As it turns out, what started two years ago as a globe-spanning, l06-nation World Cup playoff could have been decided this week with a Eurailpass. The tournament's four survivors are West Germany, Italy, France, and Poland.
OK, maybe the Polish team would have to find alternative transportation, but at least they're in the neighborhood. And that's the point.
Stung by the South American domination of last year's Gold Cup tournament, Europe has wiped the egg off its face in the most convincing way possible - shutting out every other continent from today's semifinal matches.
For the first time since 1966, Latin America is without a representative in the final stages of this quadrennial competition. Argentina, the defending champion, was eliminated by back-to-back second round defeats, then flew home only to have the team's baggage held at the Buenos Aires airport until $18,000 in overweight baggage charges could be paid.
Also absent is Brazil with its dancing, yellow-shirted fans. Winners of a record three World Cups, the Brazilians were anything but plain on the soccer plains of Spain, where 24 teams began the final rounds nearly a month ago. Free-wheeling artists in a sport too often straitjacketed by paint-by-number defensive strategies, they were the consensus favorites to samba home with the most prestigious team title in international sports.
Their dreams were shattered, however, when the Italians, and particularly Paolo Rossi, came alive with a memorable second-round performance. Italy's controversial striker had joined his mates in relative goal-scoring hibernation until Monday's crucial match.
Then, like Reggie Jackson rising to the occasion in the sixth game of the 1977 World Series, he found the range, scoring each of his team's goals in a 3-2 victory. Italian President Sandro Pertini, watching the game on TV, leaped from his chair, while in Barcelona's intimate Sarria Stadium, known as the Candy Box, fans chanted ''Ee-Tal-Ya'' long after the game ended.
Back home in Milan, a regional shoemakers' association voted unanimously to keep Rossi shod in free shoes for the rest of his life. Such is the nationalistic fervor of the World Cup.
The irony in all this lies in the fact that Rossi only recently ended a two-year suspension from soccer for his alleged involvement in a betting scandal. Enzo Bearzot, Italy's national coach, had taken a good bit of heat for even selecting the rusty Rossi, who warned everyone not to expect him to transform the Italian team the way Pele once did with Brazil.
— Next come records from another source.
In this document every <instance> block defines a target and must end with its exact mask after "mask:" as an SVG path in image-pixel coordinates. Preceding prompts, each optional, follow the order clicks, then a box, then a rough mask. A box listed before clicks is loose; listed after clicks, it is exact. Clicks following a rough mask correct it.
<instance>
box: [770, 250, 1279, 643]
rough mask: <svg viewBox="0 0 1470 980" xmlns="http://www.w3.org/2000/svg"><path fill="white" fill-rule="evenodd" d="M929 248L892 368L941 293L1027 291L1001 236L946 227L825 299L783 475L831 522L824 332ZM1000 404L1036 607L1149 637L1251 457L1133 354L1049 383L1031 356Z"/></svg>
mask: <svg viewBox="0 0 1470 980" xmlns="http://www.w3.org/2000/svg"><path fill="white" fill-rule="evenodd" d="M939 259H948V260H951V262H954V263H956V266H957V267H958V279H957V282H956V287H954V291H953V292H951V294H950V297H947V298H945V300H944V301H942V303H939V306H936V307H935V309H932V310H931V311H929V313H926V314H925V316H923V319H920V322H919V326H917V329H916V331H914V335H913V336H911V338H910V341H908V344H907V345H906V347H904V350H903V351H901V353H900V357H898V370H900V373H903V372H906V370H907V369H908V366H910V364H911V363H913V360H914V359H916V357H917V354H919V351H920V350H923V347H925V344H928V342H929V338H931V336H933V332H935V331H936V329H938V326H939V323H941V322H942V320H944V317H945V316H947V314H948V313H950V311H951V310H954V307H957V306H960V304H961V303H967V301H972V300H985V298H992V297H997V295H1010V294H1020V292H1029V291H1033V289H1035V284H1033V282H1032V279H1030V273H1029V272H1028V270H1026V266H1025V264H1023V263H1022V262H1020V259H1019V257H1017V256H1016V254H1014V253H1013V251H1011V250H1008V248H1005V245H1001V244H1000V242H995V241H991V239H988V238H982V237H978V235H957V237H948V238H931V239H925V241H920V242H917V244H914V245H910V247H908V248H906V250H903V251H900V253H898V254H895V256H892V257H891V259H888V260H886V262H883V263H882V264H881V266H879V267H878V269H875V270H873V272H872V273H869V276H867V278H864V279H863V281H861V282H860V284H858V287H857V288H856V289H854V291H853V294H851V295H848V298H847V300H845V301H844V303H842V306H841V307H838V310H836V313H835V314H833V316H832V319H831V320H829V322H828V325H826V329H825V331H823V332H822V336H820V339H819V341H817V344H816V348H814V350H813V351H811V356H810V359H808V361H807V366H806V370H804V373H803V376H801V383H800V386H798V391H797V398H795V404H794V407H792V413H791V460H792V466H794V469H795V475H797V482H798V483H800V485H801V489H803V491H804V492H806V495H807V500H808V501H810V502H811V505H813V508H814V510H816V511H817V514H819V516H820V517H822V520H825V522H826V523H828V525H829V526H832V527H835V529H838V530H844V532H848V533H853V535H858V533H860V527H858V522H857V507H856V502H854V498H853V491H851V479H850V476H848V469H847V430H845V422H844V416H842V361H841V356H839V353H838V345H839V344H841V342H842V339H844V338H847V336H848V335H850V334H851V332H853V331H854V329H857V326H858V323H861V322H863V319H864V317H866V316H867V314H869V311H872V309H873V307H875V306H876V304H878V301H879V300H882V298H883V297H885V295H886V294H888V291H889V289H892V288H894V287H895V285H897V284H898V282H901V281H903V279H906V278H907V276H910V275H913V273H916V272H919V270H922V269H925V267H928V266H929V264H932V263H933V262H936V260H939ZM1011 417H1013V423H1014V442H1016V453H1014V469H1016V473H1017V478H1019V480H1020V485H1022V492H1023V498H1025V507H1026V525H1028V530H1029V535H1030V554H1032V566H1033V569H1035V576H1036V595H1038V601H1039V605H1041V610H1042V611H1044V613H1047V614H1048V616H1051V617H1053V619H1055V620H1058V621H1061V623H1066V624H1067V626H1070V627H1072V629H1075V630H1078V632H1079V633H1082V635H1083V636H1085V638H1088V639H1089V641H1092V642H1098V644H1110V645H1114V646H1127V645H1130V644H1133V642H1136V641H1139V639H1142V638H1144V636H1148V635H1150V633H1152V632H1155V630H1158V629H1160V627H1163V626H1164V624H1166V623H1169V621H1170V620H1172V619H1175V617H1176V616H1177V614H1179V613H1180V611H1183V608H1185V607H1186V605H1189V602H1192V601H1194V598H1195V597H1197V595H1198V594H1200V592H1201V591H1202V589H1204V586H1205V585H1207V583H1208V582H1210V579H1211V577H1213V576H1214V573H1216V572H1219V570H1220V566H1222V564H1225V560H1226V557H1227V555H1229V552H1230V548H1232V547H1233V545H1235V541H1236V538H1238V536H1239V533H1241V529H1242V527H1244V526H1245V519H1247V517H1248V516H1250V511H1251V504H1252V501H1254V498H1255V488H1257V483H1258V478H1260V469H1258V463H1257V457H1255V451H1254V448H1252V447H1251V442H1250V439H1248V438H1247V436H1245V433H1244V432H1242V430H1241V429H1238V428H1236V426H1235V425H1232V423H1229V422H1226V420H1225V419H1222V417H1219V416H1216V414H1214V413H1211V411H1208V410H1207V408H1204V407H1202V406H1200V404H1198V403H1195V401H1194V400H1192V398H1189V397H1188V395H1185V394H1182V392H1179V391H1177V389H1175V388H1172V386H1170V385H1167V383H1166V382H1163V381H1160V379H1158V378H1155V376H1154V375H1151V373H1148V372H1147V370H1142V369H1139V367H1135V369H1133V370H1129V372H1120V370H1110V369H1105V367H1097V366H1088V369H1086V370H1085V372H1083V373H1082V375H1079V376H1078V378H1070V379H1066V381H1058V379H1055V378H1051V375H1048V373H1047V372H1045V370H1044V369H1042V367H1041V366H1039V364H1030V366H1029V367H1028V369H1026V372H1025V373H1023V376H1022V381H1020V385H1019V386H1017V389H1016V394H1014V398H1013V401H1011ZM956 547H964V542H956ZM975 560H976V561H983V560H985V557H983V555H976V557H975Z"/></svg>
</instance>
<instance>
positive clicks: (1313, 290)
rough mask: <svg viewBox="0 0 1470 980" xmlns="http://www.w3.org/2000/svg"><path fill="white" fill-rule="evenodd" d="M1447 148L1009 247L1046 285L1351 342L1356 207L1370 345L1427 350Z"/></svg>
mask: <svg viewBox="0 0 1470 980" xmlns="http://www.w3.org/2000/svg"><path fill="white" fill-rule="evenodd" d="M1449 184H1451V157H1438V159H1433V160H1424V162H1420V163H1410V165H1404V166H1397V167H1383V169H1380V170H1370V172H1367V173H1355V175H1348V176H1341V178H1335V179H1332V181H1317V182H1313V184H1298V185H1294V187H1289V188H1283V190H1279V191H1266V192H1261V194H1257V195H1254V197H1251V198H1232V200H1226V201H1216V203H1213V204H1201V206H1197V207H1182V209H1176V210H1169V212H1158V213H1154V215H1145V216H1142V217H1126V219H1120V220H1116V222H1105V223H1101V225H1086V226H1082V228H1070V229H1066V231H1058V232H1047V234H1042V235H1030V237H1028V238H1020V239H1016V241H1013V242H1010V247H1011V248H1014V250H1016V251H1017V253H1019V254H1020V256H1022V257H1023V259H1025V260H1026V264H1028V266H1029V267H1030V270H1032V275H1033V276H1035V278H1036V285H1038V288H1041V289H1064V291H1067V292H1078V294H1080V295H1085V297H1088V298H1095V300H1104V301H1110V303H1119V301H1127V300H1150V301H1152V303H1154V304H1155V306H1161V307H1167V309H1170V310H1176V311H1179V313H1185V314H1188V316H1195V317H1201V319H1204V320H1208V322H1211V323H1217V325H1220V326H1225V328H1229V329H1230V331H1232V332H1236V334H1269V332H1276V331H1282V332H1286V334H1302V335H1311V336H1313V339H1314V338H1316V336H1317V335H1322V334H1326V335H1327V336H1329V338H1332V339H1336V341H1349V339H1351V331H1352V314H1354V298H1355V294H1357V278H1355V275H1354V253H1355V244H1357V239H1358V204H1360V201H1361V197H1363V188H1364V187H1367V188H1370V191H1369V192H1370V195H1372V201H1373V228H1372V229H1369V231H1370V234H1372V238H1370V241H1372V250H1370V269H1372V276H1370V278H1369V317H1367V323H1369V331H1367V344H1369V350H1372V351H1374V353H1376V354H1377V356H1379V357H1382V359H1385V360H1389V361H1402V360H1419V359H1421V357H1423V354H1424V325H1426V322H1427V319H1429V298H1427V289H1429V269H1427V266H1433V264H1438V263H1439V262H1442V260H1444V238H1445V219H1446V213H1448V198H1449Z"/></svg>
Another irony here is that Brazil was sent packing in part because of its unwillingness to sit on the ball. Needing only a tie to reach the semifinals, Brazil refused to go to anything resembling basketball's Four Corners, keep-away offense. Stallball just isn't part of the Brazilian makeup, nor should it be considering how players like Zico and Socrates tickle the ball toward the goal.
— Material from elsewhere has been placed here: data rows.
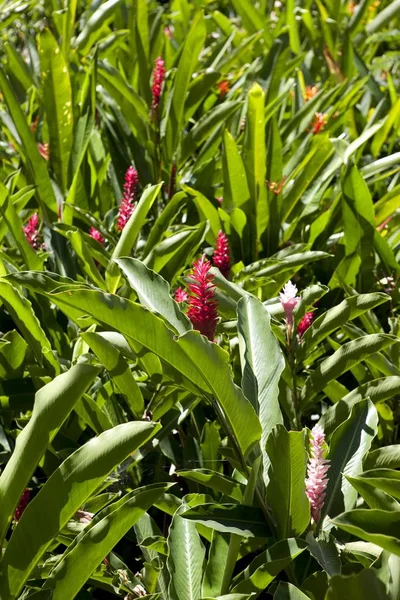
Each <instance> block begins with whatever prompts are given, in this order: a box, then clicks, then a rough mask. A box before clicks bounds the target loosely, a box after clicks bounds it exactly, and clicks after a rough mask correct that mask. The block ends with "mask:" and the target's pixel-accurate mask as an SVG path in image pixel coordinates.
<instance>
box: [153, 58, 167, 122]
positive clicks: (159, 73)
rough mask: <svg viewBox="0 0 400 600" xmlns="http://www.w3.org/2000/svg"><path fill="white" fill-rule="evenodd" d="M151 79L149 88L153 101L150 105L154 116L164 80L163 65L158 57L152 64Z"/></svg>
mask: <svg viewBox="0 0 400 600" xmlns="http://www.w3.org/2000/svg"><path fill="white" fill-rule="evenodd" d="M152 79H153V82H152V86H151V95H152V97H153V101H152V103H151V112H152V114H153V115H154V114H155V113H156V112H157V109H158V106H159V104H160V100H161V91H162V86H163V83H164V79H165V63H164V61H163V59H162V58H161V56H159V57H158V58H157V59H156V61H155V63H154V69H153V78H152Z"/></svg>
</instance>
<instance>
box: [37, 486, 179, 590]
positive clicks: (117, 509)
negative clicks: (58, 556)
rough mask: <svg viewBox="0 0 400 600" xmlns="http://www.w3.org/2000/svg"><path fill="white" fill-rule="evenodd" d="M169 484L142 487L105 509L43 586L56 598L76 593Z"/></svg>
mask: <svg viewBox="0 0 400 600" xmlns="http://www.w3.org/2000/svg"><path fill="white" fill-rule="evenodd" d="M169 486H170V484H168V483H155V484H153V485H149V486H146V487H143V488H139V489H137V490H134V491H133V492H130V493H129V494H126V495H125V496H123V498H121V500H119V501H118V502H115V503H113V504H111V505H110V506H108V507H107V508H105V509H104V510H102V511H101V512H100V513H99V514H98V515H96V516H95V517H94V519H93V520H92V521H91V522H90V523H89V524H88V526H87V527H85V529H84V530H83V531H82V533H80V534H79V535H78V536H77V537H76V538H75V539H74V541H73V542H72V544H71V545H70V546H69V547H68V548H67V550H66V551H65V552H64V554H63V556H62V558H61V560H60V561H59V562H58V563H57V565H56V566H55V568H54V569H53V570H52V571H51V573H50V575H49V577H48V578H47V580H46V582H45V584H44V586H43V589H50V590H52V596H51V597H52V599H53V600H57V599H58V600H65V598H67V597H74V595H75V594H76V593H77V592H78V591H79V590H80V589H81V588H82V587H83V585H84V584H85V582H86V581H87V580H88V579H89V577H90V576H91V574H92V573H93V571H94V570H95V568H96V567H97V566H98V565H99V564H100V563H101V561H102V560H104V557H105V556H107V555H108V554H109V552H111V550H112V549H113V548H114V546H115V545H116V544H117V542H118V541H119V540H120V539H121V538H122V537H123V536H124V535H125V534H126V533H127V532H128V531H129V529H130V528H131V527H132V526H133V525H134V524H135V523H136V521H138V520H139V519H140V518H141V517H142V515H143V514H144V513H145V512H146V510H148V509H149V508H150V507H151V506H152V505H153V503H154V502H155V501H156V500H157V499H158V498H159V497H160V496H161V494H162V493H163V492H164V491H165V490H166V489H167V488H168V487H169Z"/></svg>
This wide-open style, of course, is fairly alien in the World Cup, where not losing takes precedence over winning and draws are a rather frequent fact of life. Italy, in fact, won a berth in the second round of Spain's 24-team shootout without winning a game, tying each of three first-round opponents and scoring a measly two goals. The World Cup's system of counting goal differentials basically explains why a team can play close-to-the-vest soccer, win a key game here or there, and still come out smelling like a rose.
One of Italy's draws, incidentally, was a scoreless 90 minutes against Poland each team's Cup opener. The rivals have survived the first two stages of round-robin play to set up today's rematch in Barcelona, while West Germany and France meet in the other semifinal game in Seville.
Both Poland and Italy will be without a key player. Defender Claudio Gentile , whose close shadowing of Zico helped Italy beat Brazil, is serving an automatic one-game suspension for rough play. But so too is Polish midfielder Zbigniew Boniek, who scored a hat trick to account for his team's margin of victory in a 3-0 win over Belgium. Boniek was ticketed with his second yellow warning card in a politically charged 0-0 draw with the Soviet Union. Beyond the brandishing of Solidarity banners, however, the game was pretty much without incident.
West Germany won the Cup in 1974 and hasn't lost to European competition during 32 games over the last four years. The Germans haven't looked particularly sharp, though, and advanced rather unimpressively after playing England to a scoreless tie and beating the host Spaniards 2-1. They can't expect much fan support either, after what even the German press called a shameful game against Austria in first-round action. Whether fixed or not, the contest was eyed suspiciously by those who felt a pact existed between the two opponents. After the West Germans took an early 1-0 lead, both teams exhibited little interest in scoring. The score never changed, and Austria moved into the second round on the basis of goal differential instead of Algeria, which had earlier sprung a tremendous upset on the Germans.